A Senate inquiry recently critiqued the Indigenous Advisory Council’s tendering process. It has created unjustified upheaval for numerous Indigenous community-based organisations, including health services.
Neither major party has committed to fully restore the lost funding. But Labor has committed A$100 million to support Indigenous students to succeed at school.
Labor has also promised to tackle the justice gap and implement a justice reinvestment approach to reduce Indigenous incarceration rates. And it will commit an additional $200 million over five years to 2021 to double the number of rangers employed under the successful Working on Country program first introduced in 2007.
If the Turnbull government’s paltry 2016-17 budget commitments are indicative, there will be limited redistribution from the Coalition, irrespective of need.
The Abbott government discontinued funding for the National Congress of Australia’s First Peoples. In part, this was because the Commission of Audit erroneously argued that it duplicates existing Indigenous representative advisory bodies.
But given Labor created the National Congress – which has 8,400 individual members and 180 organisational members – it seems likely an incoming Shorten government would again fund it, with Greens support.
There is consensus among all political parties on the need for constitutional recognition. However, the precise form this will take remains unclear.

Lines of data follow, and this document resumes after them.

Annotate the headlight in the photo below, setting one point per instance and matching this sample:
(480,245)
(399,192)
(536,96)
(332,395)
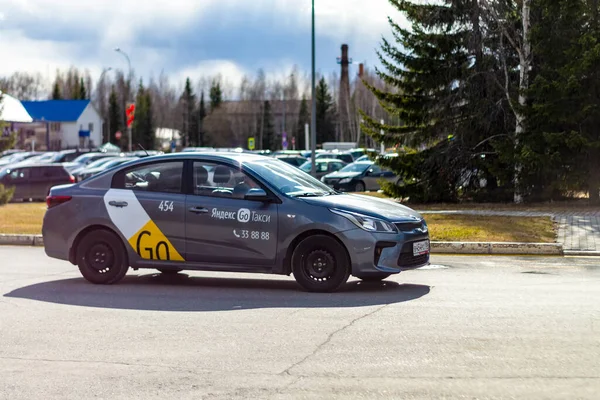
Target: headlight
(367,223)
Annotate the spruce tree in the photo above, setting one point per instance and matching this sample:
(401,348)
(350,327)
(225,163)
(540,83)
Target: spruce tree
(190,126)
(114,116)
(268,141)
(560,150)
(82,91)
(56,91)
(303,119)
(325,113)
(444,71)
(216,95)
(143,124)
(201,116)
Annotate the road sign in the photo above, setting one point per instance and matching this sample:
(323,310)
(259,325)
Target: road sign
(284,141)
(130,112)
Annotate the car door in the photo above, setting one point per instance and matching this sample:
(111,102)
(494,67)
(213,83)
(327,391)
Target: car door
(372,177)
(146,203)
(222,227)
(19,179)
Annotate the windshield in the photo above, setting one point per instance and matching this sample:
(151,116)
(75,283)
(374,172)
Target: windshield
(289,180)
(100,162)
(356,167)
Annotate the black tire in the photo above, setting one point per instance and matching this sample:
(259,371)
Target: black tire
(374,278)
(359,187)
(102,258)
(320,264)
(169,271)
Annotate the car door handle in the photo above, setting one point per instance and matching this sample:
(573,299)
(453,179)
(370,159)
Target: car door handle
(198,210)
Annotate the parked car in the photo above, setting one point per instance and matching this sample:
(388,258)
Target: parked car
(17,157)
(358,177)
(111,162)
(33,181)
(93,165)
(323,166)
(296,161)
(345,156)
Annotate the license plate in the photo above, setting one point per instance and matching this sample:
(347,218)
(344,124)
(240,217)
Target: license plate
(420,248)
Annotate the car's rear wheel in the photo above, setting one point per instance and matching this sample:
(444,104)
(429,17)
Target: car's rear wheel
(374,278)
(169,271)
(359,187)
(102,258)
(320,264)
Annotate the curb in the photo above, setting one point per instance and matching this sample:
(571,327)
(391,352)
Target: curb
(436,247)
(21,240)
(513,248)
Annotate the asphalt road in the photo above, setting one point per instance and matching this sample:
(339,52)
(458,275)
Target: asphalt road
(469,328)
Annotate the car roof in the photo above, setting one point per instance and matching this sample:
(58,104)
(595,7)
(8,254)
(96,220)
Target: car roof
(205,155)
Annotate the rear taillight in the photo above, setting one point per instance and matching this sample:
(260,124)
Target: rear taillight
(52,201)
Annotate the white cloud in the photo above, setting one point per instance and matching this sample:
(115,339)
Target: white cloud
(106,24)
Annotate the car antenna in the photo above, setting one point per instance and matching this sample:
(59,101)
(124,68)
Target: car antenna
(142,147)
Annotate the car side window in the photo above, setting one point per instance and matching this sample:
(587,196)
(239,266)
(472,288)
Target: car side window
(322,167)
(19,174)
(218,180)
(375,169)
(162,177)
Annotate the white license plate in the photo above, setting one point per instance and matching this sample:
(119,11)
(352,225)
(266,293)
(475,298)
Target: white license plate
(420,248)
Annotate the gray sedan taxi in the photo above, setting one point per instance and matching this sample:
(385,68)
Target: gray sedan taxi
(228,212)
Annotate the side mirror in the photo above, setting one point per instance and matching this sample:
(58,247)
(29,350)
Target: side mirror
(257,195)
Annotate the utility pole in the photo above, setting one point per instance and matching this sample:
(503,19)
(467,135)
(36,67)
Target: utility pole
(313,133)
(118,50)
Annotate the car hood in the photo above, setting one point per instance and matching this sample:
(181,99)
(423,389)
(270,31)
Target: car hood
(372,206)
(342,175)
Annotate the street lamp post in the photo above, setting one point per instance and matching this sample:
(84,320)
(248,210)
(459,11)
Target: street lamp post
(118,50)
(104,71)
(313,122)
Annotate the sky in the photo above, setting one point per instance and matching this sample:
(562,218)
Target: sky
(189,37)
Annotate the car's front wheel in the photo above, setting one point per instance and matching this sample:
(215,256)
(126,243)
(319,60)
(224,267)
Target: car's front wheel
(320,264)
(102,258)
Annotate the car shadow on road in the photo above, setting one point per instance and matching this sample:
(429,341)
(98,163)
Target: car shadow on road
(181,292)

Only the Greens seem to take a strong position:
The Australian Constitution must recognise the prior and ongoing occupation and sovereignty of Aboriginal and Torres Strait Islander peoples and their right to land, water and resources.

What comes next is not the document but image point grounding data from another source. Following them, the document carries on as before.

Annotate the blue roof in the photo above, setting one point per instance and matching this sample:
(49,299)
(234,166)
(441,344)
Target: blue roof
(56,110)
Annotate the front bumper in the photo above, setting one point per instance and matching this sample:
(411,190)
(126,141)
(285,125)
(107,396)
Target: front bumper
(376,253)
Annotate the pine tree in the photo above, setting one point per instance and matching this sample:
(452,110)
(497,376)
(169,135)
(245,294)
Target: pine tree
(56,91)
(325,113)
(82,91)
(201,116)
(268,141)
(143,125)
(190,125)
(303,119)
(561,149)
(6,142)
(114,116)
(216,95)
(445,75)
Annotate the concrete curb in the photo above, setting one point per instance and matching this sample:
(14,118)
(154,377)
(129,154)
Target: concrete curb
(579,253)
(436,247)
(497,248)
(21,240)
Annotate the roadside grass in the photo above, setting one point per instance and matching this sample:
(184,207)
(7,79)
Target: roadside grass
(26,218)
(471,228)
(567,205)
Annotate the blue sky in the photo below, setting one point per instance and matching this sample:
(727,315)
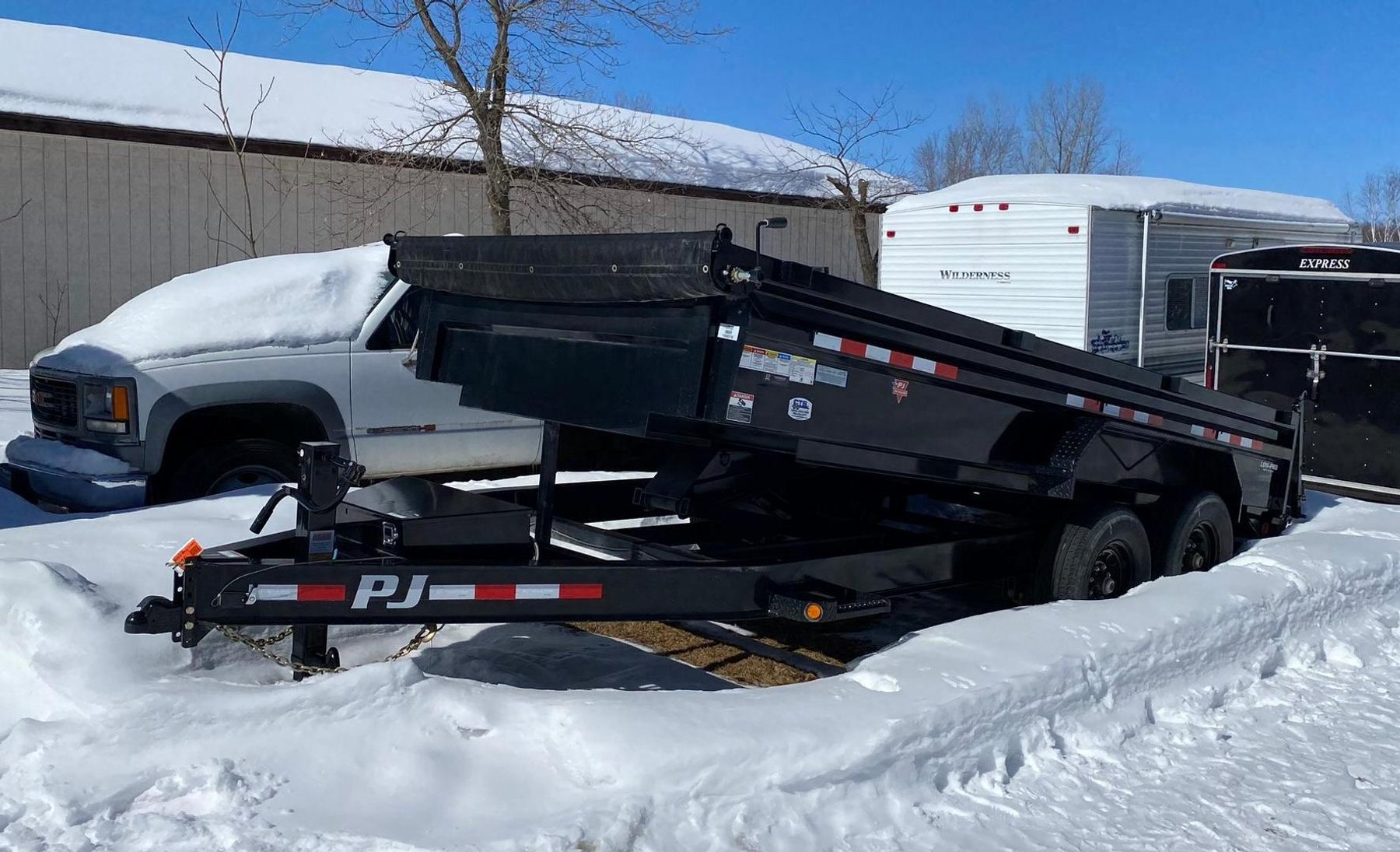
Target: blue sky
(1283,94)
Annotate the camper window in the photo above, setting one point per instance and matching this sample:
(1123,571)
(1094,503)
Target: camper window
(1186,303)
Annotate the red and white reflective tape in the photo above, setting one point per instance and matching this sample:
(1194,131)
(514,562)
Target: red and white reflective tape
(1077,401)
(1238,440)
(885,356)
(1130,414)
(300,593)
(1113,411)
(516,591)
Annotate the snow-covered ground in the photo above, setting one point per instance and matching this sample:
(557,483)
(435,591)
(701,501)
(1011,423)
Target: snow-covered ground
(1251,708)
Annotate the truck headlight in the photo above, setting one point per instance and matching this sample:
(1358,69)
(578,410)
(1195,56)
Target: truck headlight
(108,408)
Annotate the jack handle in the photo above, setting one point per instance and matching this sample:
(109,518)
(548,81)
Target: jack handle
(350,474)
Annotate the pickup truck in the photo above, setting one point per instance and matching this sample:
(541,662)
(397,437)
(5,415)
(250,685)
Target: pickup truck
(209,381)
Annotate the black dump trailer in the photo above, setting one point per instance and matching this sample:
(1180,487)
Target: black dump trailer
(1319,323)
(819,446)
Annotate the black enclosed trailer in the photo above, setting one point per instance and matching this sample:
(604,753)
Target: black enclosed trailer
(1321,323)
(822,446)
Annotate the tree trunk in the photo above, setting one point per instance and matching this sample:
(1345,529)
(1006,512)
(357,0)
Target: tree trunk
(870,271)
(497,184)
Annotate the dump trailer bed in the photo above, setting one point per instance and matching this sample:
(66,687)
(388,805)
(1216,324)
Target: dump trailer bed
(686,339)
(819,447)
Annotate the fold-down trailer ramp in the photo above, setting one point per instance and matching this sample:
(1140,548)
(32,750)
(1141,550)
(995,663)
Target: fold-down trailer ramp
(819,447)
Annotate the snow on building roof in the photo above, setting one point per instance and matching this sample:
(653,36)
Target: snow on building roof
(1125,192)
(65,72)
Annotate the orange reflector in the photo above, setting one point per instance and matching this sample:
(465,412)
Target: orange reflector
(191,549)
(119,407)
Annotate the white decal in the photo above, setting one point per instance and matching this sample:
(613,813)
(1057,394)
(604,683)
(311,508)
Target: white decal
(413,596)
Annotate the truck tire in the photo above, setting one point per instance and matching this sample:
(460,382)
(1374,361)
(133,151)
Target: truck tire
(1098,554)
(229,467)
(1197,535)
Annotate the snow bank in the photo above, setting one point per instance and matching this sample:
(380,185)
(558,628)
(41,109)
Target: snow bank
(1125,192)
(75,73)
(118,740)
(283,300)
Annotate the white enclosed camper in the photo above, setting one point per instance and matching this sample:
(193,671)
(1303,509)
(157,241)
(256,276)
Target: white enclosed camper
(1099,262)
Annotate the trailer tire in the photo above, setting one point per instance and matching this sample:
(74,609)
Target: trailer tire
(1098,554)
(1197,535)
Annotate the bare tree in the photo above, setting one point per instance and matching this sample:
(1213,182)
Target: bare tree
(986,140)
(1067,132)
(1377,206)
(237,212)
(503,63)
(17,213)
(54,299)
(853,150)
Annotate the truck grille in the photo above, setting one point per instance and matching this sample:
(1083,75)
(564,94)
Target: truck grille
(54,401)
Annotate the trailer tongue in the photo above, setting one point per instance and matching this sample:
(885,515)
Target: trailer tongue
(822,446)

This is a strong notion of recognition, which has links to the emerging native title reality. It is likely anathema to constitutional conservatives.
To have any livelihood prospects in the face of declining employment in places where there are already few jobs, forms of appropriate development will require property rights alongside native title rights. This possibility has been raised in a comprehensive review of the native title system sought by Labor in government.
The report’s recommendations have languished. Would a Shorten Labor government take them seriously?
What should be done?
In the next decade or so there will be growing diversity and difference both within the Indigenous population and between Indigenous and settler Australians.
A new policy framework that supports livelihood improvement and reduced dependence is urgently needed. This is preferable to a framework that promotes imagined statistical equality, like Closing the Gap.
The new framework needs at its core a refunded and revitalised institution of representation at national and regional levels. And it needs a new department dedicated to Indigenous Australians.
The principle of negotiation – not tokenistic consultation – must be embedded in the new approach. It should be inclusive of diverse Indigenous community perspectives and aspirations. International evidence indicates this is essential for success.
In any case, the state is failing to deliver. This is despite predictions that centralised state-managed service delivery would be more efficient and effective than community-controlled delivery.
Evidence of increased poverty, especially in remote communities, needs to be innovatively tackled to support localised community development and service delivery, and to stop the unwarranted closure of remote communities on Indigenous lands.
Significant financial resources that have been allocated to unproductive projects like income management need to be redirected to more productive development purposes.
And the billions of dollars held by Indigenous-specific institutions like the Aboriginal and Torres Strait Islander Land Account and the Aboriginals Benefit Account in the Northern Territory need to be actively deployed to address Aboriginal priorities rather than sit passively under government control.
The triple processes of reconciliation, recognition and treaty-making have become overpoliticised and bureaucratically stage-managed. Which party will support all three to open up future possibilities that accord with Indigenous aspirations?